Here the challenge is in working effectively with colleagues who are accustomed to working alone for long periods, and for whom sharing of work is done through network folders and email (or peer-reviewed, published articles!).

It is easy to forget that most professionals will require a significant amount of convincing before they will tolerate even minor inconveniences. Subversion, one of the easiest version control systems to use, still presents major barriers to adoption. Mercurial, for all of it's DVCS goodness, requires yet more knowledge & presents yet more friction to the non-developer user than Subversion. I am not even going to think about discussing Git.

So, how can we lower the barriers to entry and reduce everyday friction for modern development automation systems? Can we make using distributed version control easier that using Subversion? Easier than using email to share work? Easier than using network folders?
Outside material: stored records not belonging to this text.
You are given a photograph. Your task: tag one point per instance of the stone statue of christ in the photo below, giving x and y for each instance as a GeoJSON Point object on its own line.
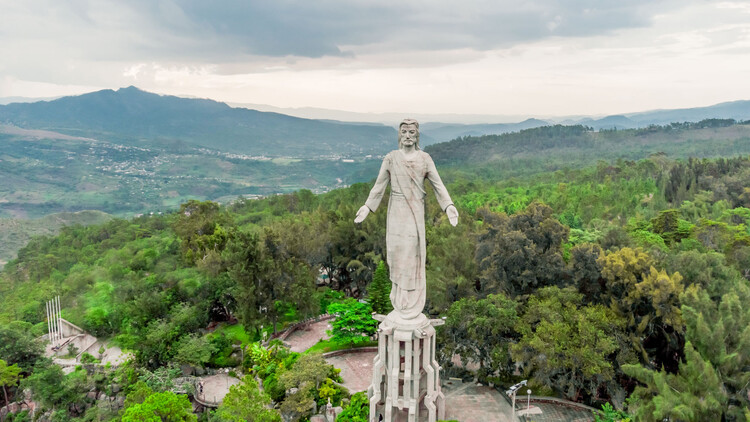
{"type": "Point", "coordinates": [406, 169]}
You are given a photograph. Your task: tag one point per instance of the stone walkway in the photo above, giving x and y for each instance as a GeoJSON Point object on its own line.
{"type": "Point", "coordinates": [356, 369]}
{"type": "Point", "coordinates": [215, 387]}
{"type": "Point", "coordinates": [552, 412]}
{"type": "Point", "coordinates": [470, 402]}
{"type": "Point", "coordinates": [303, 339]}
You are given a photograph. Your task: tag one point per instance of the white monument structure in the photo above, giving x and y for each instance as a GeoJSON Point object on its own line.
{"type": "Point", "coordinates": [406, 375]}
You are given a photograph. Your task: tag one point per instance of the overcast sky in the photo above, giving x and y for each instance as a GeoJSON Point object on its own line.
{"type": "Point", "coordinates": [524, 57]}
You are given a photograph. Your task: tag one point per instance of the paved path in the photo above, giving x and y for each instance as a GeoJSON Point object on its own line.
{"type": "Point", "coordinates": [552, 412]}
{"type": "Point", "coordinates": [469, 402]}
{"type": "Point", "coordinates": [215, 387]}
{"type": "Point", "coordinates": [356, 369]}
{"type": "Point", "coordinates": [305, 338]}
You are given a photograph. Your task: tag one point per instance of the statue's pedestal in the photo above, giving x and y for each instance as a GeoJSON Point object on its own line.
{"type": "Point", "coordinates": [406, 376]}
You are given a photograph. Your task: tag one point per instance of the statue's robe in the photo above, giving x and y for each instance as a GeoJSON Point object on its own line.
{"type": "Point", "coordinates": [405, 234]}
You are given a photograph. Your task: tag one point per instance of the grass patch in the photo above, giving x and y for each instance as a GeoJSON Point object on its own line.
{"type": "Point", "coordinates": [234, 333]}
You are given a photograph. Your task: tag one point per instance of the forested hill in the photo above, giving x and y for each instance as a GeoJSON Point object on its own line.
{"type": "Point", "coordinates": [131, 116]}
{"type": "Point", "coordinates": [624, 279]}
{"type": "Point", "coordinates": [555, 147]}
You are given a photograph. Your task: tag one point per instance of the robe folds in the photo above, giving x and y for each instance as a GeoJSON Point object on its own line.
{"type": "Point", "coordinates": [405, 232]}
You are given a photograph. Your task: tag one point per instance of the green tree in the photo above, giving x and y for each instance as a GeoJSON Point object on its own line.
{"type": "Point", "coordinates": [480, 330]}
{"type": "Point", "coordinates": [268, 278]}
{"type": "Point", "coordinates": [649, 300]}
{"type": "Point", "coordinates": [380, 290]}
{"type": "Point", "coordinates": [358, 409]}
{"type": "Point", "coordinates": [201, 227]}
{"type": "Point", "coordinates": [306, 376]}
{"type": "Point", "coordinates": [245, 402]}
{"type": "Point", "coordinates": [55, 390]}
{"type": "Point", "coordinates": [520, 253]}
{"type": "Point", "coordinates": [695, 393]}
{"type": "Point", "coordinates": [18, 345]}
{"type": "Point", "coordinates": [720, 333]}
{"type": "Point", "coordinates": [166, 406]}
{"type": "Point", "coordinates": [194, 350]}
{"type": "Point", "coordinates": [9, 376]}
{"type": "Point", "coordinates": [354, 323]}
{"type": "Point", "coordinates": [566, 346]}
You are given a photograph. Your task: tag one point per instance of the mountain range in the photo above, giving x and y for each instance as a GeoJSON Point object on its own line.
{"type": "Point", "coordinates": [133, 117]}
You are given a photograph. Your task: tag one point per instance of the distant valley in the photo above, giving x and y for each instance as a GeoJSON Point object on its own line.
{"type": "Point", "coordinates": [129, 152]}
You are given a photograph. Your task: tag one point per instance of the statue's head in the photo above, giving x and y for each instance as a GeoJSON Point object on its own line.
{"type": "Point", "coordinates": [408, 128]}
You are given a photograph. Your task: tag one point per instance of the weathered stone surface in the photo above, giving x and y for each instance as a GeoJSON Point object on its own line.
{"type": "Point", "coordinates": [406, 170]}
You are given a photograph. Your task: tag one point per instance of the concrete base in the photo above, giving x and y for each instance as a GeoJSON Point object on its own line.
{"type": "Point", "coordinates": [406, 376]}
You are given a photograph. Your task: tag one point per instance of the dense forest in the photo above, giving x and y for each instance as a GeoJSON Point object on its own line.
{"type": "Point", "coordinates": [621, 281]}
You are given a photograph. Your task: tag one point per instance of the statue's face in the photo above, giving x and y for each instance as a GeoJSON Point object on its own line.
{"type": "Point", "coordinates": [408, 135]}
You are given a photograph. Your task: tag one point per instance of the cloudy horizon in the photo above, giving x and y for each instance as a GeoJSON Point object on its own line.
{"type": "Point", "coordinates": [532, 58]}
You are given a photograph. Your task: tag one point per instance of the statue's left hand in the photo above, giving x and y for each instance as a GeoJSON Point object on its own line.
{"type": "Point", "coordinates": [452, 213]}
{"type": "Point", "coordinates": [362, 213]}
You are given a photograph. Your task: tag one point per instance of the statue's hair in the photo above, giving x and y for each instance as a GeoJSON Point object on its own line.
{"type": "Point", "coordinates": [409, 122]}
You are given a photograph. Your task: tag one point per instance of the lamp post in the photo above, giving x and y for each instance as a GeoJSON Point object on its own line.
{"type": "Point", "coordinates": [512, 392]}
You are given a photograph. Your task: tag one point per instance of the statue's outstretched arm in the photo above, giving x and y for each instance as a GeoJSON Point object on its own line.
{"type": "Point", "coordinates": [441, 193]}
{"type": "Point", "coordinates": [376, 193]}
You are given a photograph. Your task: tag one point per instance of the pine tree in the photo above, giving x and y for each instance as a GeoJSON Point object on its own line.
{"type": "Point", "coordinates": [380, 290]}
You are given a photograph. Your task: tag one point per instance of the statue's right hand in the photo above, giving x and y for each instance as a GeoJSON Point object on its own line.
{"type": "Point", "coordinates": [362, 214]}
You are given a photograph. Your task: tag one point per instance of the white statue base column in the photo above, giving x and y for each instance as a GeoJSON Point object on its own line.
{"type": "Point", "coordinates": [406, 376]}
Can we find a much simpler way to solve the same essential problem that version control systems, configuration management systems & source document repositories solve

Well, what is the essential problem that they are trying to solve, anyway? It has something to do with collaboration, something to do with man-management, and something to do with asset management, organization and control.
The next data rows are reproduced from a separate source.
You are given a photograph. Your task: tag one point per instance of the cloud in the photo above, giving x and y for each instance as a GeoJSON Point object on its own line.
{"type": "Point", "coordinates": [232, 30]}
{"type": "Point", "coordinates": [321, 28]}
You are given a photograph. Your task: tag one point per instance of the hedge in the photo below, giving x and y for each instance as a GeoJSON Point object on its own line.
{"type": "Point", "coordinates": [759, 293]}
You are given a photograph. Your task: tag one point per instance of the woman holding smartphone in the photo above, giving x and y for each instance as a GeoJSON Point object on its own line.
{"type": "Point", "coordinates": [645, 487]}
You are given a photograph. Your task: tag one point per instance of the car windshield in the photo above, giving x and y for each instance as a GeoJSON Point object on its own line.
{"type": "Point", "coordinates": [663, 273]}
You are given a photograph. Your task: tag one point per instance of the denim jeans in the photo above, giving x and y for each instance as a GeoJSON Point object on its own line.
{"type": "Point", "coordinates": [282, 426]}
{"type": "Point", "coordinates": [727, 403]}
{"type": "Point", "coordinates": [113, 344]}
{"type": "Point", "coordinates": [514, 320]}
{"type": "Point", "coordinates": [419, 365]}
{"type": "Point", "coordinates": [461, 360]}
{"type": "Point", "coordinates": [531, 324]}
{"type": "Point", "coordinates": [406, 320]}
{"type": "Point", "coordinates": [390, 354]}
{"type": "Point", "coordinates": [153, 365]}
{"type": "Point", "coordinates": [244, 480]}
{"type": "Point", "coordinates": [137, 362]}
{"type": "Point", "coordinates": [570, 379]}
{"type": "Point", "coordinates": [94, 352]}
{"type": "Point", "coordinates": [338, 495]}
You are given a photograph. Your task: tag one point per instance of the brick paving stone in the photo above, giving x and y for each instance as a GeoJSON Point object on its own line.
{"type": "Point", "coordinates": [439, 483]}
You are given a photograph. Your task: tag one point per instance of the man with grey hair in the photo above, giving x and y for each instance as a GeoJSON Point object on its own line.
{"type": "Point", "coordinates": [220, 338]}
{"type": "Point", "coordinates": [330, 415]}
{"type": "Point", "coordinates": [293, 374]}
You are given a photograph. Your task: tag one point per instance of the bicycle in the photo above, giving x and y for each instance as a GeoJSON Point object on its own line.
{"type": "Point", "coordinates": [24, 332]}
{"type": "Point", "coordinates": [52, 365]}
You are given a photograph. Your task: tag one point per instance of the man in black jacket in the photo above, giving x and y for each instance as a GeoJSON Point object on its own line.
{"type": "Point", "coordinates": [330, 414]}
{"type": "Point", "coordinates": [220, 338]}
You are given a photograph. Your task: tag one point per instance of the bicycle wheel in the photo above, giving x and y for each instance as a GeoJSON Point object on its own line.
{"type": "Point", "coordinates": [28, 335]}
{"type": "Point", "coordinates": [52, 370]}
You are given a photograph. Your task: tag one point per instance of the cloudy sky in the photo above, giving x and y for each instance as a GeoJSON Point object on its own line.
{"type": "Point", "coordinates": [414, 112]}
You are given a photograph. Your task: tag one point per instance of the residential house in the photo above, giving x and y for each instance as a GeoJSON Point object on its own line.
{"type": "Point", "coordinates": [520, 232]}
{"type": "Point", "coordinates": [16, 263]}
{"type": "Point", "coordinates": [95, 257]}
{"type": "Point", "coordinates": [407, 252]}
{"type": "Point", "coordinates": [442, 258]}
Like most issues that appear, on the surface, to be purely technological, when you peel back the surface, it becomes possible to discern psychological, sociological and political factors at play; but by the same token, once analyzed, these (potentially confounding) influences simply become additional technical problems that can be managed by technical means.

So, we use version control & configuration management systems is to help organize our source documents, organize our development processes, and organize how work is divided up and merged back together again. They give us visibility, they keep a record of what happened in the past, and enable us to predict and plan what is going to happen in the future. They are the ally of the obsessive-compulsive side of our personality, and they give us the comforting feeling that everything is under control. As much as they are anything else, they are also an emotional crutch, and in that, they are a political ally against the local-optimum seeking risk minimizers in life.

I have a lot of hope that real-time collaborative editing (Etherpad - Realie) and online development environments (Koding - CodeNow) will find success and provide us with a rich set of options for our future development environments; they certainly offer an aggressive simplification and improvement over the current state of affairs! (Although I believe that they will need to address the above political concerns to gain widespread traction in a conservative (small c) world.)



I also hope that these environments pick up the user-interface ideas that are being promoted by LightTable et al, and provide support for the broader engineering community (Embedded and safety-critical systems in particular) as well as web & enterprise development.